Cannibal Corpse - Violence Unimagined: This album isn't actually bad really, but I do think it signals a future that I'm really not interested in for the band.  Obviously, Pat is out of the band after his mental break a few years ago, and to the surprise of nobody he wound up replaced by Erik Rutan, who is a perfect fit based on chemistry alone.  The problem I have is that Erik's writing is just far less interesting than Pat's, despite being a perfectly capable guitarist.  Pat's songs had a more manic and technical edge that nobody really brings to the band anymore, so now their fifteenth album here is one of the very few where I really have no counter to the "it all sounds the same" criticism they normally get.  It's not a bad album, but they've homogenized their sound even more and I think it's time to admit they'll never be truly great again.

Running Wild - Blood on Blood: Normally, since it hasn't been the early 90s for nearly thirty years now, I wouldn't have any expectations to dash in the first place when it comes to Running Wild.  But I do admit, there was a part of me that was genuinely excited to hear this after Rapid Foray was so surprisingly decent.  Neither I nor any other self respecting metalhead was expecting them to crank out another Death or Glory or Pile of Skulls after 40+ years, but after surprising everybody last time, Rolf put on his best songwriting cap and instead cranked out the most boring and inconsequential album in Running Wild history, which is no small feat considering that history contains shit like Resilient.  Guess it was a fluke after all.

Grave Miasma - Abyss of Wrathful Deities: I only managed like five or six reviews all year as it is, one of them was for Grave Miasma, and at the end of the year I still forgot that I had even listened to this in the first place.  Just very, very, very dull for a band that carries a ton of clout.

Chainsword - Blightmarch: At this point I'm just convinced that whatever intangible chemistry that made Bolt Thrower work so well is completely impossible to recapture, because every single band I've listened to that has tried to replicate their formula has wound up being mind-drainingly uninteresting and Chainsword is no exception.

Enforced - Kill Grid:  This was hyped as the undisputed thrash king of the year and the worthy successor to Power Trip's throne after Riley Gale's untimely death.  It wound up being the okayest album of the year.

Iron Maiden - Senjutsu: Is it really a disappointment if I knew it was going to be the same album they've been rewriting since 2000 with the exact same problems they've had since 2000 with the seventh-power diminished returns since 2000?  I get that Maiden is one of the most legendary bands in the genre but fuckin' hell metal media has really been keeping their heads above water by desperately clinging onto bloated, waterlogged corpses like this one.  They need to move the fuck on and cut the dinosaur show already.  In no universe can I comprehend somebody listening to this shambling shadow of an album and thinking "Yo this fuckin SLAPS" while eagerly voting it as AOTY.  Guys, it is completely okay to revere the classics while admitting that the band hasn't truly been great in decades.

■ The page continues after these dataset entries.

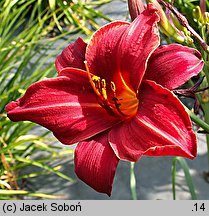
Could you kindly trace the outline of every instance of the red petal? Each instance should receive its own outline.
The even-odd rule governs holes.
[[[113,76],[119,72],[118,42],[129,25],[127,22],[112,22],[93,34],[86,49],[86,60],[92,74],[113,81]]]
[[[158,20],[156,10],[149,6],[131,24],[113,22],[98,30],[86,50],[90,72],[116,84],[122,73],[137,90],[147,60],[159,45]]]
[[[85,52],[87,44],[78,38],[74,43],[66,47],[60,55],[57,56],[55,65],[59,73],[63,68],[74,67],[85,69]]]
[[[196,156],[196,136],[183,105],[166,88],[143,82],[139,109],[130,121],[115,126],[109,142],[120,159],[137,161],[149,156]]]
[[[156,9],[148,5],[125,30],[118,44],[120,71],[135,91],[144,76],[148,58],[160,44],[158,21]]]
[[[197,75],[203,65],[197,50],[179,44],[165,45],[150,57],[145,78],[174,89]]]
[[[96,191],[110,196],[118,161],[108,143],[107,133],[99,134],[76,147],[75,172]]]
[[[25,95],[7,105],[12,121],[32,121],[64,144],[73,144],[117,122],[97,102],[85,71],[64,69],[62,76],[31,85]]]

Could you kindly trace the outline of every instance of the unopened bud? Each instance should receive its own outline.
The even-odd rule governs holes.
[[[147,0],[147,2],[153,4],[158,10],[157,13],[160,16],[159,25],[160,25],[162,32],[166,36],[174,38],[177,42],[183,43],[185,41],[185,37],[179,34],[179,32],[177,32],[177,30],[171,25],[164,10],[162,9],[158,1],[157,0]]]
[[[142,0],[128,0],[128,8],[132,21],[145,9]]]
[[[209,102],[209,94],[208,94],[208,90],[205,90],[203,93],[202,93],[202,102],[203,103],[208,103]]]
[[[201,11],[199,6],[196,6],[193,9],[192,14],[193,14],[193,18],[194,18],[195,22],[197,22],[198,24],[203,24],[204,23],[203,14],[202,14],[202,11]]]
[[[181,25],[181,23],[179,22],[178,18],[173,13],[170,13],[169,15],[170,15],[170,18],[172,19],[173,25],[176,28],[176,31],[178,31],[179,34],[181,34],[182,37],[184,37],[186,43],[192,44],[194,41],[190,37],[191,33],[187,30],[186,27],[184,27],[183,25]]]
[[[209,25],[209,13],[205,12],[203,14],[203,20],[204,20],[204,24]]]
[[[206,12],[206,2],[205,0],[200,0],[200,9],[202,14],[204,14]]]

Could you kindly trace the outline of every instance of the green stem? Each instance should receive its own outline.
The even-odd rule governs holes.
[[[179,163],[179,165],[181,166],[181,168],[184,171],[185,180],[186,180],[187,186],[189,188],[191,198],[192,198],[192,200],[196,200],[197,195],[196,195],[195,188],[194,188],[194,185],[193,185],[192,176],[190,175],[190,172],[189,172],[189,166],[187,165],[186,160],[184,158],[182,158],[182,157],[174,157],[173,162],[172,162],[173,199],[174,200],[176,199],[176,163],[177,162]]]
[[[200,33],[201,33],[201,37],[203,38],[204,41],[206,41],[207,43],[207,36],[208,36],[208,32],[206,29],[206,25],[203,25],[200,29]],[[205,80],[205,87],[208,87],[209,85],[209,65],[208,65],[208,52],[205,50],[202,53],[203,59],[204,59],[204,68],[203,68],[203,72],[205,74],[206,80]],[[207,93],[209,93],[209,91],[207,91]],[[209,100],[209,96],[208,96],[208,100]],[[209,124],[209,102],[205,102],[202,100],[202,98],[199,100],[202,106],[202,109],[204,111],[204,121],[206,124]],[[207,157],[208,157],[208,169],[209,169],[209,134],[206,134],[206,142],[207,142]]]
[[[59,196],[59,195],[33,193],[25,190],[0,190],[0,196],[15,196],[15,195],[41,197],[45,199],[60,199],[60,198],[63,199],[63,196]]]
[[[209,124],[209,102],[202,103],[202,108],[204,110],[205,123]],[[209,169],[209,134],[206,134],[206,142],[207,142],[207,157],[208,157],[208,169]]]
[[[206,32],[205,26],[201,27],[200,28],[201,36],[202,36],[204,41],[207,41],[207,36],[206,36],[205,32]],[[202,55],[203,55],[203,59],[205,61],[207,61],[207,56],[208,56],[207,52],[203,51]]]
[[[208,106],[209,108],[209,106]],[[186,106],[185,109],[187,111],[187,113],[189,114],[191,120],[193,122],[195,122],[198,126],[200,126],[202,129],[204,129],[206,132],[209,133],[209,124],[206,123],[206,121],[203,121],[202,119],[200,119],[198,116],[196,116],[191,110],[189,110]],[[209,114],[209,111],[208,111]],[[209,120],[209,119],[208,119]]]
[[[176,200],[176,157],[172,162],[172,192],[173,192],[173,200]]]
[[[130,163],[130,189],[131,189],[131,196],[133,200],[137,200],[137,192],[136,192],[136,177],[134,173],[134,166],[135,163]]]
[[[175,14],[175,16],[178,18],[179,22],[182,26],[186,27],[187,30],[196,38],[196,40],[200,43],[203,50],[207,53],[209,53],[209,46],[207,43],[200,37],[200,35],[189,25],[187,19],[185,16],[183,16],[176,8],[173,7],[173,5],[169,4],[168,2],[164,2],[163,0],[158,0],[159,3],[164,5],[166,8],[168,8],[170,11]]]
[[[202,103],[202,108],[204,110],[204,120],[201,120],[197,117],[191,110],[187,107],[186,111],[189,114],[193,122],[199,125],[202,129],[209,133],[209,103]],[[208,169],[209,169],[209,134],[206,134],[206,143],[207,143],[207,157],[208,157]]]

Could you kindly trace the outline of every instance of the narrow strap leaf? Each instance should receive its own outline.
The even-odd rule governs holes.
[[[135,163],[130,163],[130,189],[131,189],[131,196],[133,200],[137,200],[137,192],[136,192],[136,177],[134,173],[134,166]]]
[[[190,191],[190,194],[191,194],[191,198],[192,198],[192,200],[196,200],[197,199],[197,195],[196,195],[195,188],[194,188],[194,185],[193,185],[193,182],[192,182],[192,177],[191,177],[190,172],[189,172],[189,167],[188,167],[188,164],[187,164],[186,160],[184,158],[182,158],[182,157],[175,157],[173,159],[173,164],[172,164],[172,190],[173,190],[173,199],[174,200],[176,199],[176,189],[175,189],[175,186],[176,186],[176,163],[177,162],[179,162],[181,168],[184,171],[185,180],[186,180],[187,186],[189,188],[189,191]]]

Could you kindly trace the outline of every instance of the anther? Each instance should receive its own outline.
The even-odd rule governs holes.
[[[92,81],[94,83],[94,86],[96,87],[96,89],[99,89],[101,88],[100,86],[100,80],[97,80],[97,79],[94,79],[94,76],[92,77]]]
[[[101,80],[101,85],[102,85],[102,88],[106,89],[106,81],[105,81],[105,79]]]
[[[115,93],[116,87],[115,87],[115,83],[113,81],[110,82],[110,86],[111,86],[112,91]]]
[[[96,76],[96,75],[93,75],[93,76],[92,76],[91,73],[90,73],[90,70],[89,70],[87,61],[84,61],[84,64],[85,64],[85,67],[86,67],[86,72],[87,72],[87,75],[88,75],[88,78],[89,78],[89,82],[90,82],[90,84],[91,84],[91,86],[92,86],[94,92],[96,93],[96,95],[97,95],[101,100],[103,100],[103,97],[102,97],[102,95],[101,95],[101,92],[98,91],[98,86],[96,86],[96,85],[98,85],[98,84],[96,84],[96,83],[98,83],[98,81],[100,80],[100,77],[98,77],[98,76]]]

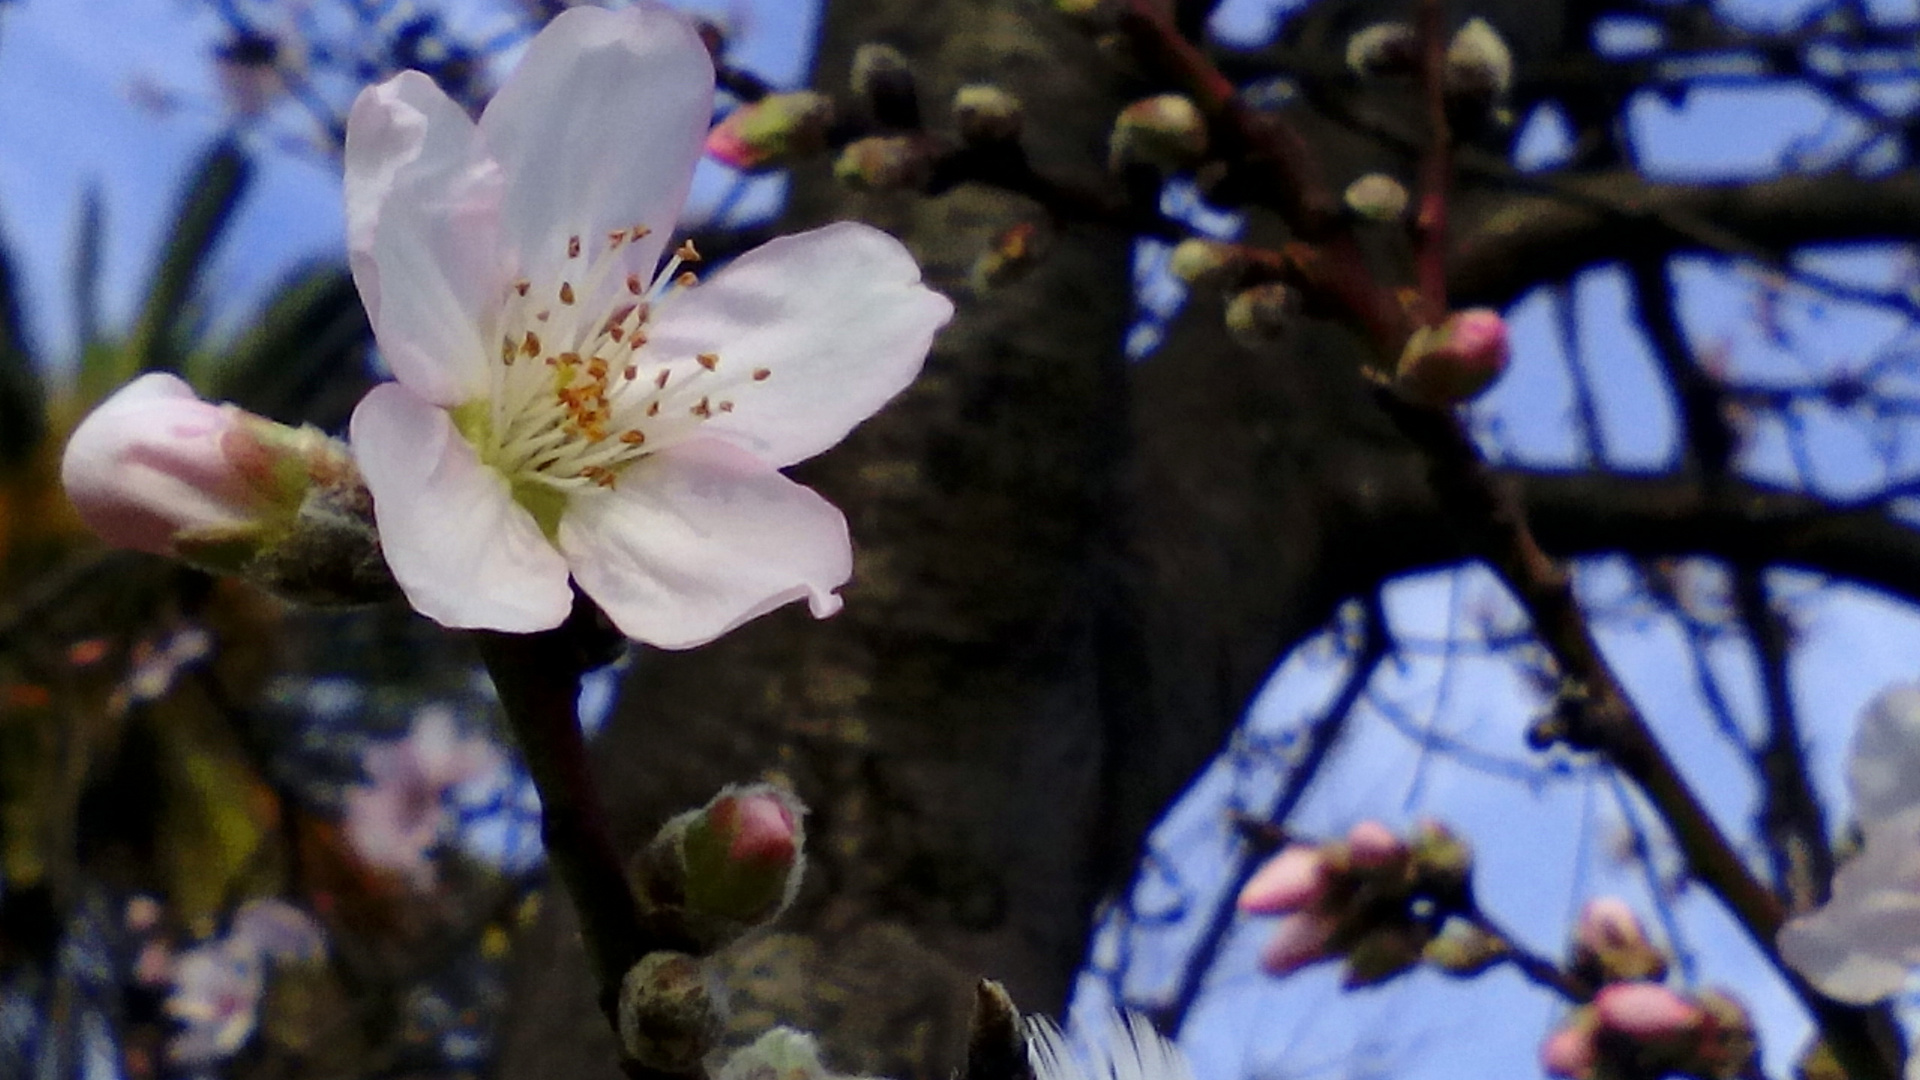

And that's all for 2021!  I've been trying to temper how much I personify years in recent months because it's very frustrating how instead of class consciousness we all get mad at abstract shit like years instead of lighting our bosses on fire, but regardless I hope this last cycle was good for you.  There's a blizzard heading towards my hometown right now so I'm gonna just hole up for the next few days and catch y'all on the flipside.  I promise I'll write more in 2022.  Toodles!